And more stuff - 5 January 2011
Jan. 6th, 2011 11:51 am![[personal profile]](https://www.dreamwidth.org/img/silk/identity/user.png)
Good day, time travel experts. Recognize that the Tenth Doctor is marrying his daughter, who is in real life the daughter of the Fifth Doctor. And if you don't know Doctor Who, that made zero sense and is not funny at all.
In the world of sport, because Michigan fans require their football team to win twelve games every year, even after a coaching change, football coach Rich Rodriguez has fired after his third year of coaching.
A new version of Huckleberry Finn coming out has replaced the word "nigger" with the world "slave" in an attempt to get it back into classrooms to be taught. The bowdlerizer claims he did it not to make the books raceblind, but to make it so that teachers will be able to teach the book without everything fixating on the racial slurs. Missing from the discussion is how we came to a society where a single word could get taken out of context sufficiently that the book itself is lost, and what kind of schooling we're getting when we're apparently unwilling to face head-on the use of derogatory langauge in our literature. Critical thinking and reading is served better with books that skew toward controversy and obscenity, not away.
Finally, The Dead Pool claims Gerry Rafferty, singer-songwriter, at 63.

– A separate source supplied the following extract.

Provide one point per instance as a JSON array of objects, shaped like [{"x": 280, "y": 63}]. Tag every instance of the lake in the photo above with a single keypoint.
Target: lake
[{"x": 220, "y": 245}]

Out in the world today, GQ gets to analyze the report of Dubai police documenting a Mossad hit job on one of the citizens of the city. The fact that there is reporting on it indicates how badly things were bungled in terms of blown covers.
Pictures of a military jet protoype surfaced from China in anticipation of a visit from the United States Secretary of Defense to try and lower tensions.
Morocco broke up what it says is an al-Qaeda linked terrorist cell of 27 people and three weapons caches. Which could be counted as positive progress. Israel, on the other hand, is investigating groups opposed to the Israeli Defense Forces as suspected terrorist-tied places, proving that the government heartily believes If You're Not With Us, You're With The Terrorists.
And finally, The Bishop of Rome indicated that he's concerned about the growth of child pornography, soemthing he thinks is being mainstreamed, but that priests abusing children wasn't a big deal until the 1970s, and then it was suddenly a big issue. Not exactly inspiring confidence in his leadership of the Vatican and the Catholic Church, I sez.
Domestically, all hail the new Congress, hooray.
The Chick-Fil-A company, long known as a supporter of conservative Christian causes (read their wrappers, for example), has backed a series of anti-gay marriage conferences in Pennsylvania.
Staying in the theme, a large metal crucifix planted on public land has been declared to be in violation of the First Amendment by the 9th Circuit Court of Appeals, as a religious symbol on public land, instead of a nonreligious war memorial that happens to look like a crucifix.
The group Concerned Women for America, a nominally pro-family group, has indicated that it believes minors caught in sex trafficking be arrested and imprisoned. Yes, they should be arrested because they broke the law, regardless of whether it was coerced or not. Pointing out the problem with such a stance is Slacktivist, who notes with some dismay that most groups that claim they are for The Family as an abstract idea are notoriously against actual families. Which means, they're against you. And against helping and sheltering victims of child sex trafficking.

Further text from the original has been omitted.